Circulation d’un modèle urbain « alternatif »?

Circulation d’un modèle urbain « alternatif » ? – Nicolas Douay et Maryvonne Prévot

2016

L’urbanisme tactique propose à tout citoyen d’agir matériellement sur son environnement urbain immédiat et quotidien afin de le rendre plus agréable à vivre, et ce sans attendre que les autorités/acteurs en charge de l’aménagement et de l’urbanisme répondent à ses aspirations. À première vue cela remet en cause le rôle central des institutions publiques dans la régulation et la maîtrise de l’espace public et des aménagements. En ce sens, les conditions sociétales de l’émergence même de ces nouvelles initiatives d’appropriation citoyenne d’espaces publics, délaissés ou pas, doivent être analysées. Si l’urbanisme tactique s’attache à démontrer que chacun est en capacité de transformer, à l’échelle locale, la manière de penser et de faire la ville, ce n’est pas tant en son nom propre qu’au nom d’intérêts partagés par d’autres membres de sa communauté. Ce modèle urbain alternatif s’appuie donc sur une large communauté connectée aux réseaux sociaux qui permet la circulation des initiatives prises ou des pratiques adoptées et leurs adaptations dans différents contextes locaux.

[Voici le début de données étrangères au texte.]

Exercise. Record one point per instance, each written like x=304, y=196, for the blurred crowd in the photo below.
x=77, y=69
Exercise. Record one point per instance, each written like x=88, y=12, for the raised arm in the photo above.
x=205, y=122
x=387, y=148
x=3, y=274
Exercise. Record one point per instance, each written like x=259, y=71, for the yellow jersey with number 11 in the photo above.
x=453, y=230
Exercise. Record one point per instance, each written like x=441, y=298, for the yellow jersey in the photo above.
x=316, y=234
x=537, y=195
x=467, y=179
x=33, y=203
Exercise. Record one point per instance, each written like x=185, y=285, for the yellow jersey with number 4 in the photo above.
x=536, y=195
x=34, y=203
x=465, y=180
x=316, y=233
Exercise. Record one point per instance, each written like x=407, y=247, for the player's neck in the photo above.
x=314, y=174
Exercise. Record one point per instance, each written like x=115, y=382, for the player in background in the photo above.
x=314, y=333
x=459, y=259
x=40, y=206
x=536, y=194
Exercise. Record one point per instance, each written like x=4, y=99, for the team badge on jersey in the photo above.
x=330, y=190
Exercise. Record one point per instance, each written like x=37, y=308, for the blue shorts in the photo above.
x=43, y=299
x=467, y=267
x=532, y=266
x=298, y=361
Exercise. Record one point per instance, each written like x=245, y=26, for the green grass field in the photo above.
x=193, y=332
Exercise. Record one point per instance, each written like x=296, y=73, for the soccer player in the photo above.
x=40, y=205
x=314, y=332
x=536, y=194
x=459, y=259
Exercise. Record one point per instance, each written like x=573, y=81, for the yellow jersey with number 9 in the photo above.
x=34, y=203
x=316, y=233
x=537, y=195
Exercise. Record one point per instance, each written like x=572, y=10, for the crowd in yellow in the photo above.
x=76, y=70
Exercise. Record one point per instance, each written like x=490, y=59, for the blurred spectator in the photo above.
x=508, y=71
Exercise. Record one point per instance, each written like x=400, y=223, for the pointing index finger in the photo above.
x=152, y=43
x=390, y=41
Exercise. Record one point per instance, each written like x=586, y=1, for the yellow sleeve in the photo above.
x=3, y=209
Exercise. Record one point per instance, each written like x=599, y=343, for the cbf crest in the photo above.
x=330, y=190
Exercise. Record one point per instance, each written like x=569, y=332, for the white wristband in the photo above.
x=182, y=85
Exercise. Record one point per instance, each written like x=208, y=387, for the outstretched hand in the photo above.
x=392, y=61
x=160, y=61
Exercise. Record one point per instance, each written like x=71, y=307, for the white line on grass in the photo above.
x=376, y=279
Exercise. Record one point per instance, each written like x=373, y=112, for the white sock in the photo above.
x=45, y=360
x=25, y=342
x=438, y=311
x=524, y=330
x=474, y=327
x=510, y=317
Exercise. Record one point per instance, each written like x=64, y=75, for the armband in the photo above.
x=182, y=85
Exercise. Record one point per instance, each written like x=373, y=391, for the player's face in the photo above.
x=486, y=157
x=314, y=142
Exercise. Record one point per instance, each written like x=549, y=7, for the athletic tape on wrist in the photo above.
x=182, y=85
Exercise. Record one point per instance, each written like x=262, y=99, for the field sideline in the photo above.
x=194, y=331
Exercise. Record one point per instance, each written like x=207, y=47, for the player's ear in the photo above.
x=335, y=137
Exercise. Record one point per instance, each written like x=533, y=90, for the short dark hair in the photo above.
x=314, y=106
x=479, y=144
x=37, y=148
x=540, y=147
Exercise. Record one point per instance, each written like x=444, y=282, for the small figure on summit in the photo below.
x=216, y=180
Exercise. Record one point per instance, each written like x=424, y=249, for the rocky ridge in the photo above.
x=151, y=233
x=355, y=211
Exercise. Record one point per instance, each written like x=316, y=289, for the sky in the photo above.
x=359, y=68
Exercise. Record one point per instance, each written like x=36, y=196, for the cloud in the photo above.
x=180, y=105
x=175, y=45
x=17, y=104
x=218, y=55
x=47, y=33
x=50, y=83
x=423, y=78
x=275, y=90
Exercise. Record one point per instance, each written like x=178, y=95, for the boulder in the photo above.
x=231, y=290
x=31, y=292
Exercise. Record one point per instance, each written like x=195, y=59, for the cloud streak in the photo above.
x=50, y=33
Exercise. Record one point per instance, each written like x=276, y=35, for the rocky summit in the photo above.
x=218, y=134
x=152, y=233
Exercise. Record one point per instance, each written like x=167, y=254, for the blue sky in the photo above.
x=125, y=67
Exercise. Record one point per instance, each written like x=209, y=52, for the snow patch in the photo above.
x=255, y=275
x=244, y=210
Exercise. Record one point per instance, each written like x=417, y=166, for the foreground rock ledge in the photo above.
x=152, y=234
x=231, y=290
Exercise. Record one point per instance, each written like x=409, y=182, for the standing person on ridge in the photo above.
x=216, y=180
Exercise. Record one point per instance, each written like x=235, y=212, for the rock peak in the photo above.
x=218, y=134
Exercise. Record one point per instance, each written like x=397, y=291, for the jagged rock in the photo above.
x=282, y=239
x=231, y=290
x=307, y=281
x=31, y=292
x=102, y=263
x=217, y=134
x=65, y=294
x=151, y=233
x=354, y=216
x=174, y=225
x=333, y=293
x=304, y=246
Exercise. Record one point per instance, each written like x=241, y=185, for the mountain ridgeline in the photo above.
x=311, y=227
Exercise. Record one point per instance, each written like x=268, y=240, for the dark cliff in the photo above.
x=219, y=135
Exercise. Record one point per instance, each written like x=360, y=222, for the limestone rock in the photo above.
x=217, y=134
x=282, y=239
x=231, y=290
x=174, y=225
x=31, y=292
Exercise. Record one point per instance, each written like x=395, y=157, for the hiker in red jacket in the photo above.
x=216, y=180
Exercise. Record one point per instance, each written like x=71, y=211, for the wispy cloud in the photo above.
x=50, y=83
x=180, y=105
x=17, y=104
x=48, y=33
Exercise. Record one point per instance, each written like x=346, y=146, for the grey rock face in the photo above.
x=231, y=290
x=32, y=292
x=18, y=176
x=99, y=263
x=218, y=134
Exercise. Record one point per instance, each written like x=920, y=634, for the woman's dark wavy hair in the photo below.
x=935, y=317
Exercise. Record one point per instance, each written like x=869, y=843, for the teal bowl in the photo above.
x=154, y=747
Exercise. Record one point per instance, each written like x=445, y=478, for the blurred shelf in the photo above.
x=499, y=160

L’urbanisme tactique porte-t-il « l’étendard des échanges désintéressés et des valeurs du don promus par la génération des pionniers du Net » (Dagnaud) en étant le vecteur d’une démocratie « impliquante » ou ne serait-il désormais qu’un des visages renouvelés des solutions dominantes (mainstream) – d’aménagement urbain ? Le cas de Paris permet d’illustrer cette réception du modèle et son institutionnalisation somme toute assez rapide.